7 Summary and Conclusion

As malaria is one of the most serious health problems facing the world today, several studies have been made in an attempt to understand its dynamics and predict what may happen and then suggest strategies to eliminate it [3, 8, 10, 12, 15, 21, 22].

In this paper, a deterministic model (SIS for humans and SI for mosquitoes) has been studied. Both the human and mosquito populations are of varying size. Though it’s simple, the model shows interesting dynamics. Its analysis shows that in addition to the infection-free equilibrium (denoted by \(E_0\)) two endemic equilibria exist. One of them (denoted by \(E^{+}\) and has high level of endemic infection) exists forever, while the other (denoted by \(E^{-}\) and has low level of endemic infection) exists only if \(R_0 > 1\). The analysis shows further that \(E_0\) is globally stable if \(R_0 < 1\) and is unstable if \(R_0>1\), while \(E^{+}\) is unstable but \(E^{-}\) is globally stable whenever they exist. Thus any control strategy aiming to eliminate malaria should consider the inequality \(R_0 < 1\). In other words, reducing \(R_0\) to slightly below one is not only a necessity but a sufficient condition to eliminate malaria.

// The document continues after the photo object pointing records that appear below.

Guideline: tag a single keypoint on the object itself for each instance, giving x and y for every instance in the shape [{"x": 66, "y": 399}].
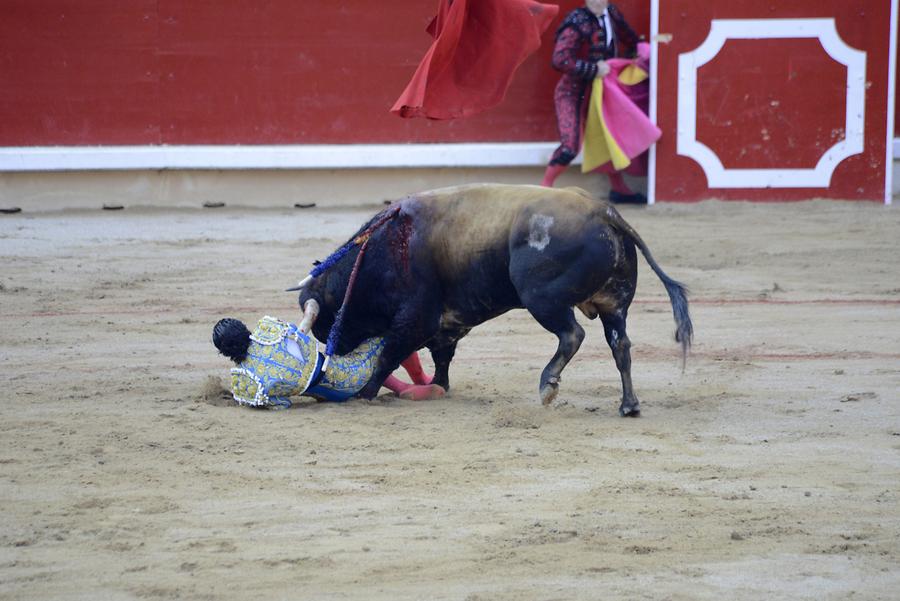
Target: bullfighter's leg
[
  {"x": 614, "y": 326},
  {"x": 560, "y": 321}
]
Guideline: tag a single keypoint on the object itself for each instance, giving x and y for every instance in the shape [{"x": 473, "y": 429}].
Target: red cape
[{"x": 478, "y": 46}]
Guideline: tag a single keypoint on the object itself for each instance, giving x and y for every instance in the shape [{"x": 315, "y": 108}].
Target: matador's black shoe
[{"x": 630, "y": 199}]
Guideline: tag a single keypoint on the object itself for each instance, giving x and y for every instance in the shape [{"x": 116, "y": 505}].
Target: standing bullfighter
[{"x": 585, "y": 40}]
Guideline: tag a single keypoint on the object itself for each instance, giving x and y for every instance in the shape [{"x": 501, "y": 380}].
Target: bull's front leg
[
  {"x": 443, "y": 348},
  {"x": 408, "y": 329}
]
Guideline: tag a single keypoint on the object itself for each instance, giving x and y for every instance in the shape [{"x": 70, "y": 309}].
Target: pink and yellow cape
[{"x": 618, "y": 130}]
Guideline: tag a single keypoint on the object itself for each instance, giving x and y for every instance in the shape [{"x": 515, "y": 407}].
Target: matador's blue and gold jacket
[{"x": 271, "y": 374}]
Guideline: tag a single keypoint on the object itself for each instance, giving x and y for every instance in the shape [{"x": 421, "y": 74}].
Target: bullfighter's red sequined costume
[{"x": 581, "y": 41}]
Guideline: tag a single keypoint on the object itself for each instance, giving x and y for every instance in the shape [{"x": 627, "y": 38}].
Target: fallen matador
[{"x": 279, "y": 360}]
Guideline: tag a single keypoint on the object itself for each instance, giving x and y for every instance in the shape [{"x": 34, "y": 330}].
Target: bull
[{"x": 439, "y": 263}]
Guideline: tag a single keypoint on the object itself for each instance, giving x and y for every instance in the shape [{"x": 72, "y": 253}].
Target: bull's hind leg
[
  {"x": 614, "y": 326},
  {"x": 560, "y": 321}
]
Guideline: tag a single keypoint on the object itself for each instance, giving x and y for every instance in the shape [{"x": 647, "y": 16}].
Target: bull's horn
[
  {"x": 301, "y": 285},
  {"x": 310, "y": 313}
]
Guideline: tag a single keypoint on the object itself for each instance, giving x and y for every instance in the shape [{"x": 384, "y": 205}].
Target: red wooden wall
[{"x": 109, "y": 72}]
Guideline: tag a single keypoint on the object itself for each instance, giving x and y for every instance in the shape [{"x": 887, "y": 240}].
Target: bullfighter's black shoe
[{"x": 634, "y": 199}]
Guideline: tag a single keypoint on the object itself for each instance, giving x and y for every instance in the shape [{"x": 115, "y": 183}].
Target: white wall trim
[
  {"x": 312, "y": 156},
  {"x": 724, "y": 29}
]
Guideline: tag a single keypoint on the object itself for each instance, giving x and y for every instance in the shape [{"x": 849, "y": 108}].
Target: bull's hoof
[
  {"x": 549, "y": 393},
  {"x": 630, "y": 410},
  {"x": 423, "y": 392}
]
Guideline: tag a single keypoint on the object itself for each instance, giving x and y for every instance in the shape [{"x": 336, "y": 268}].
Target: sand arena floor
[{"x": 769, "y": 469}]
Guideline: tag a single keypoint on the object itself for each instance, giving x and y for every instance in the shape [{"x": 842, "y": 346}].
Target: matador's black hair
[{"x": 232, "y": 338}]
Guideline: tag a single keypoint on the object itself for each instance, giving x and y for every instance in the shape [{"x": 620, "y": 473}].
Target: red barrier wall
[{"x": 108, "y": 72}]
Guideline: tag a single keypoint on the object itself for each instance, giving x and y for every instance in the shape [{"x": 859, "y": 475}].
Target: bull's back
[{"x": 468, "y": 223}]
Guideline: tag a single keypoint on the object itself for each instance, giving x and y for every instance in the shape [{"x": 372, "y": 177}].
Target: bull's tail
[{"x": 684, "y": 329}]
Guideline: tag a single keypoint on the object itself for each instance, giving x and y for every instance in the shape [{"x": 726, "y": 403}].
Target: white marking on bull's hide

Since malaria is preventable (i.e., preventing the recruitment of new infections), our model has been modified to study the possibility to eliminate malaria using nets. The analysis shows that there are three scenarios to eliminate malaria. The first is that a proportion \(p > 1- 1/{R_0}^2\) of the susceptible human population uses nets to protect themselves from the bites of infected mosquitoes. This scenario is applicable if the total number of infected humans is much bigger than that of the susceptible human population. The second is that a proportion \(q > 1- 1/{R_0}^2\) of the infected humans should use nets to prevent the transmission of infection to susceptible mosquitoes while taking its meals. This is applicable if the number of infected humans is much less than that of susceptible human population. Finally, if the proportion of infected humans is close to 50 % then a proportion \(\hat{p} > 1- 1/{R_0}\) of the total human population should use bed nets as barriers to prevent the transmission of malaria to new cases.

On the other hand, the impact of malaria fatality on the demography of the host has been investigated. It has been shown that malaria case fatality could stop the growth of the host if the model parameters are such that the critical proportional fatality \(c^\star \in [0, 1]\).